Und auch die alten Hasen, die vier Gründerärzte und Hauptgaranten des Doktorzentrums, würden vom neuen Praxissystem profitieren. «Wir können uns austauschen, profitieren vom Wissen des anderen und von den aktuellen Erfahrungen, die junge Ärzte aus ihrer Arbeit im Spital mitbringen», so Ackle. Dafür müsse man sich besser organisieren und könne Dinge nicht mehr zwischen Tür und Angel regeln. Die Krankengeschichten etwa wurden alle in einem einheitlichen elektronischen System erfasst. «Das ist ein grosser Arbeitsaufwand und für uns ältere Ärzte eine technische Herausforderung, die ich in meiner eigenen Praxis – aus Finanz- und Zeitgründen – nicht mehr angenommen hätte. Im Grunde genommen ist sie aber wichtig, wird zunehmend zum Standard und dient der vorgeschriebenen Qualitätssicherung.
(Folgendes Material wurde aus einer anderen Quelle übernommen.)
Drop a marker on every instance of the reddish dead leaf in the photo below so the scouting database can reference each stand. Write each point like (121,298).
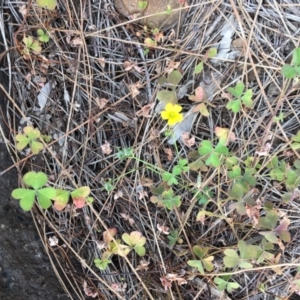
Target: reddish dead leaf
(109,234)
(88,291)
(142,194)
(23,10)
(101,102)
(143,266)
(126,217)
(159,36)
(118,194)
(76,42)
(101,61)
(163,229)
(119,287)
(253,213)
(188,139)
(264,150)
(144,112)
(199,95)
(106,149)
(128,65)
(147,182)
(134,88)
(169,153)
(79,201)
(165,283)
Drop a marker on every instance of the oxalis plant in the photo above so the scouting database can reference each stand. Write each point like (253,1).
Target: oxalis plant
(35,189)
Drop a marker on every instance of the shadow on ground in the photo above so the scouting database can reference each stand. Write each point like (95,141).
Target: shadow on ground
(25,270)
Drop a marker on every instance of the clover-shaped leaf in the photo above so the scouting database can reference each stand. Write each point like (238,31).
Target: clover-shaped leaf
(27,196)
(80,195)
(136,241)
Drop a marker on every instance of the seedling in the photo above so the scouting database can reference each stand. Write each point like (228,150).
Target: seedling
(27,196)
(239,97)
(292,70)
(29,138)
(43,36)
(135,241)
(205,261)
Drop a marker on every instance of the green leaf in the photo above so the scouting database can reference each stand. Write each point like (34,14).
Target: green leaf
(35,180)
(169,178)
(196,264)
(234,105)
(199,68)
(235,173)
(288,71)
(269,236)
(270,220)
(36,147)
(166,96)
(221,149)
(44,195)
(205,147)
(48,4)
(27,201)
(200,251)
(213,160)
(174,78)
(231,258)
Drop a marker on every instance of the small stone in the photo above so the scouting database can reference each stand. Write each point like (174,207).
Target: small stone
(164,17)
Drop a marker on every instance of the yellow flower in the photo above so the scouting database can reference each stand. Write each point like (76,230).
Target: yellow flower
(172,114)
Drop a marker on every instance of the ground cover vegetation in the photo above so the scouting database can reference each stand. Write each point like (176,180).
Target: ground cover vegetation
(163,164)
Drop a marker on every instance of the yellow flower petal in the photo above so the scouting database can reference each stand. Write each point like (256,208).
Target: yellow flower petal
(165,115)
(177,108)
(169,107)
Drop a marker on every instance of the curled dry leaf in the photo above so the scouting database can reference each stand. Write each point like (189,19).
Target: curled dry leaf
(163,229)
(188,139)
(165,283)
(118,194)
(134,88)
(265,150)
(126,217)
(144,111)
(88,291)
(106,149)
(169,153)
(101,102)
(143,265)
(119,287)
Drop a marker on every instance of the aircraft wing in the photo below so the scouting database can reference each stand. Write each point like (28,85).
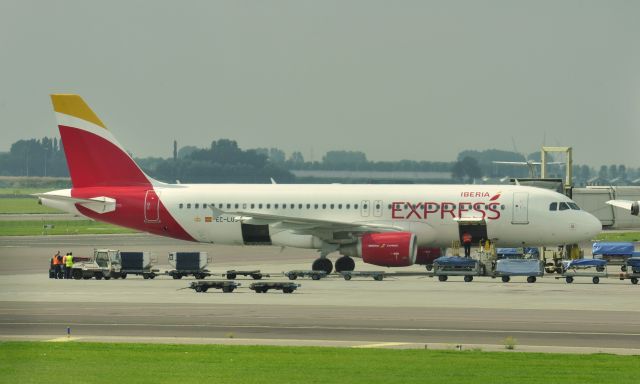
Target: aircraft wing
(633,206)
(306,225)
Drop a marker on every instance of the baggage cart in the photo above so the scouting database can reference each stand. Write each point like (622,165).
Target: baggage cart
(615,253)
(264,287)
(376,275)
(255,274)
(189,263)
(446,266)
(507,268)
(225,285)
(594,268)
(315,275)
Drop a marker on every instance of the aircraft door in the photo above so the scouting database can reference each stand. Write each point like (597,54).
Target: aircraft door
(377,208)
(364,208)
(520,208)
(151,207)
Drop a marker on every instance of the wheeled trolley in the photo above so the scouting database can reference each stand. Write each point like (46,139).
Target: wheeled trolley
(315,275)
(264,287)
(632,270)
(446,266)
(255,274)
(594,268)
(225,285)
(508,268)
(376,275)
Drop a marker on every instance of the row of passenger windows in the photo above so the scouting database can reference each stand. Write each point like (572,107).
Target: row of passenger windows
(563,206)
(322,206)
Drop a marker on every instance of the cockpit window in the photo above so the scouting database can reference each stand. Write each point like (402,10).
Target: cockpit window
(574,206)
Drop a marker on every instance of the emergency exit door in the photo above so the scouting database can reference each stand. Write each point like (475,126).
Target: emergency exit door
(520,208)
(151,207)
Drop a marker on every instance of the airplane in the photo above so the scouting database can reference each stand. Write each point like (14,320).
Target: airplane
(385,225)
(632,206)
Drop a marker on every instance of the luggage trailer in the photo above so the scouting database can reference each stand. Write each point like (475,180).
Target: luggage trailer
(446,266)
(315,275)
(376,275)
(594,268)
(507,268)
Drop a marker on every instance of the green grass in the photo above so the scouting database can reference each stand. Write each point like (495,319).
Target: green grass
(618,236)
(26,362)
(70,227)
(19,205)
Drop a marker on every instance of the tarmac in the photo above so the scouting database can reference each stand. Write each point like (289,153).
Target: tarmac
(406,310)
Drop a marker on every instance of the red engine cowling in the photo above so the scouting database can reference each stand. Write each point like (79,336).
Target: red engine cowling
(391,249)
(427,255)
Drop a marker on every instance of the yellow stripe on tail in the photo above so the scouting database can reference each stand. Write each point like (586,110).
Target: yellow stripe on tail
(73,105)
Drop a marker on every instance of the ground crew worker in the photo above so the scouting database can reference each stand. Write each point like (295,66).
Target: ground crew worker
(56,261)
(466,242)
(69,265)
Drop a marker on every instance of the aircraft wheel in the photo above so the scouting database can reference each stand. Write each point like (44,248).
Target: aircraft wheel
(322,264)
(345,263)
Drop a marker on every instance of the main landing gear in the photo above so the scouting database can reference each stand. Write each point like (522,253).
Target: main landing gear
(345,264)
(322,264)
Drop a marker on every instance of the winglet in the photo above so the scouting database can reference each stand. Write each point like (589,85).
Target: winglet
(73,105)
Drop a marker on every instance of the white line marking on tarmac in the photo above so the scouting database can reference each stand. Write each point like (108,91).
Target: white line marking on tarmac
(381,345)
(327,328)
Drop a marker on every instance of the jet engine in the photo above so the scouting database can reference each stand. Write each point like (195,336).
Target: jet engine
(389,249)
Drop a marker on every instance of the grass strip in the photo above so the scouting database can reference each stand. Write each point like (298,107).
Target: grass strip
(25,362)
(17,205)
(62,227)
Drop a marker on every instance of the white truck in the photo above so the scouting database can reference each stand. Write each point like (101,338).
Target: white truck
(105,263)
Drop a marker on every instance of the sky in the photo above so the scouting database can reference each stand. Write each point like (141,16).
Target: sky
(419,80)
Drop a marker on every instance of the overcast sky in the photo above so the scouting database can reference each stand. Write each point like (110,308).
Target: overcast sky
(418,80)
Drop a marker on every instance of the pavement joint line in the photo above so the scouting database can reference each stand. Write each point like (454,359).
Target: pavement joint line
(319,327)
(382,345)
(63,339)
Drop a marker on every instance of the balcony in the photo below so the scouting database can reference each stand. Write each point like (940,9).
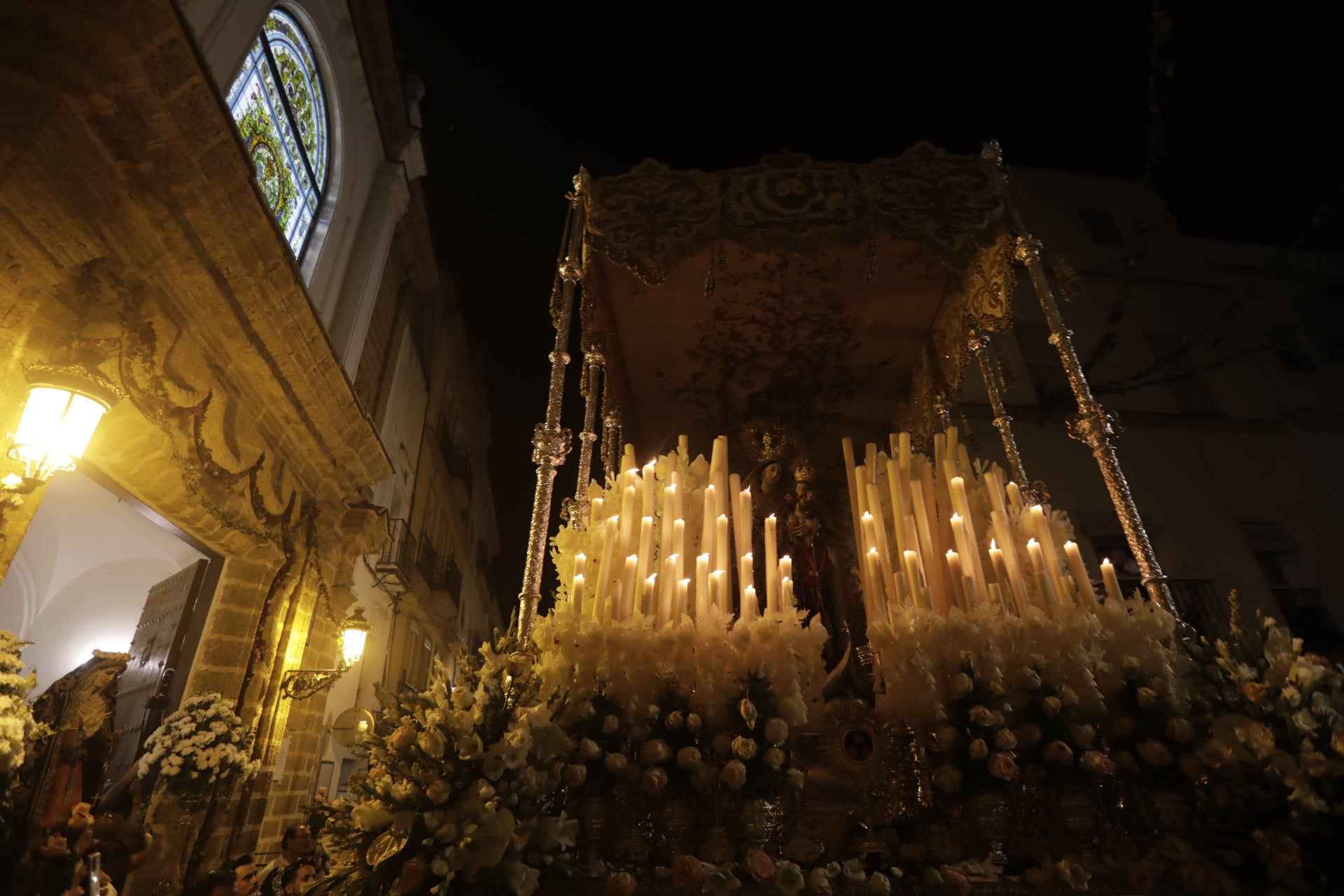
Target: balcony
(1196,601)
(1306,613)
(440,570)
(394,564)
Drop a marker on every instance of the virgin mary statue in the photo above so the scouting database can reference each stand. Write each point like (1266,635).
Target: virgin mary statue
(80,708)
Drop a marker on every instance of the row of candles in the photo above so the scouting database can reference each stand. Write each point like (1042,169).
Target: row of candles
(645,532)
(923,545)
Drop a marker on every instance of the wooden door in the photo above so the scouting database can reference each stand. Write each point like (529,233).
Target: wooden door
(156,659)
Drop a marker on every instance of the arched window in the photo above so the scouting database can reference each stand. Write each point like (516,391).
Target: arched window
(286,130)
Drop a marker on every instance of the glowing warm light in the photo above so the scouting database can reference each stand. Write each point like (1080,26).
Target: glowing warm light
(55,429)
(354,633)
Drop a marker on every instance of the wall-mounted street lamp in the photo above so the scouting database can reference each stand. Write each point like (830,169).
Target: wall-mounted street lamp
(61,413)
(300,684)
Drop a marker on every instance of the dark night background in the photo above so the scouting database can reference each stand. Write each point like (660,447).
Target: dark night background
(1240,137)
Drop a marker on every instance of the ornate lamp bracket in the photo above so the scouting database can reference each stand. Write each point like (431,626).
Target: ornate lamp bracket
(302,684)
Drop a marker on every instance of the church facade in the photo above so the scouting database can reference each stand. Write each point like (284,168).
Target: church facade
(216,209)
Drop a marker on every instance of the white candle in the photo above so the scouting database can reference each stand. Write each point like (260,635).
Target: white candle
(873,602)
(577,594)
(721,543)
(879,530)
(679,545)
(626,517)
(702,586)
(750,608)
(604,580)
(720,589)
(648,481)
(707,523)
(645,550)
(1108,577)
(668,519)
(745,574)
(1075,566)
(898,507)
(958,577)
(650,596)
(772,566)
(628,586)
(1038,564)
(911,562)
(667,592)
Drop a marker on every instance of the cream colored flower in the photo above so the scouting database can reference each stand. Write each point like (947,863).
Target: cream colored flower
(655,751)
(946,780)
(1155,752)
(1096,763)
(1058,751)
(748,711)
(1002,766)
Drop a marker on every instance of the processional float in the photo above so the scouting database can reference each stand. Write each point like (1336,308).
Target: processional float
(800,638)
(785,308)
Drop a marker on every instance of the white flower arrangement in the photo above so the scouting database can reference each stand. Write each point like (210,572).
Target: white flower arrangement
(704,662)
(1088,649)
(201,747)
(461,783)
(18,727)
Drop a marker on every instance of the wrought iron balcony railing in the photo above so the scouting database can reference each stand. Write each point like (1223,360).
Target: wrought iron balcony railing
(1196,601)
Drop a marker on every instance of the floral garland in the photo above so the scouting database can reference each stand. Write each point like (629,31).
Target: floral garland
(460,788)
(201,748)
(18,727)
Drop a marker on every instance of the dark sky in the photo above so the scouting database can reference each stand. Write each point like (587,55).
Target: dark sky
(517,101)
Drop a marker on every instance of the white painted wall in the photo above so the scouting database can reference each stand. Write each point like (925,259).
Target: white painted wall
(83,574)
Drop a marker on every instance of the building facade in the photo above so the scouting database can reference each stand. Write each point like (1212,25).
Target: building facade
(1225,365)
(216,207)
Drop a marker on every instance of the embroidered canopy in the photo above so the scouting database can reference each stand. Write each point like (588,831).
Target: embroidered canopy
(834,298)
Professionalität versus vertraut Auch die Patienten mussten sich umstellen. Einige hatten mit der Grösse der neuen Praxis anfänglich Mühe. Das grosse Wartezimmer – hell und farbig – entspricht nicht mehr dem kleinen heimeligen in Neuenhof.

Am Anfang kämpfte man mit technischen Problemen bei der Telefonanlage, die Patienten muss- ten sich teilweise lange gedul-den, bis sie durchgestellt wurden. Trotzdem haben zwei Drittel von Ackles Patienten den Wechsel von der Einzelpraxis in Neuenhof in die Gemeinschaftspraxis nach Baden mitgemacht. Von der ärztlichen Betreuung habe sich für sie nicht viel verändert. Pro Patient ist immer noch ein Arzt zuständig. Bei Ferienabwesenheit oder im Notfall stehen auch die anderen Ärzte zur Verfügung. «Ich konnte mein eigenes Sprechstundenpensum reduzieren, und vor meiner Pension werde ich meine Patienten auf ihren Wunsch hin einer jüngeren Kollegin übergeben», sagt Ackle.

Doch noch denkt er nicht daran, sondern engagiert sich mit ganzer Kraft im neuen Umfeld. «Wir wollen zeigen, dass dieses patientenorientierte Modell funktioniert, kosteneffizient und auch für Ärzte attraktiv ist», sagt der Hausarzt nicht ohne Stolz.

Mittlerweile ist es halb neun geworden und auch die jüngste Ärztin ist eingetroffen. «Die Arbeit hier gefällt mir sehr gut. Dank regelmässiger Arbeitszeit und der Möglichkeit, Teilzeit zu arbeiten, kann ich Familie und Beruf unter einen Hut bringen», begründetIana Storojeva den Wechsel von der Oberärztin im Kantonsspital Baden zur Hausärztin ins Doktorzentrum.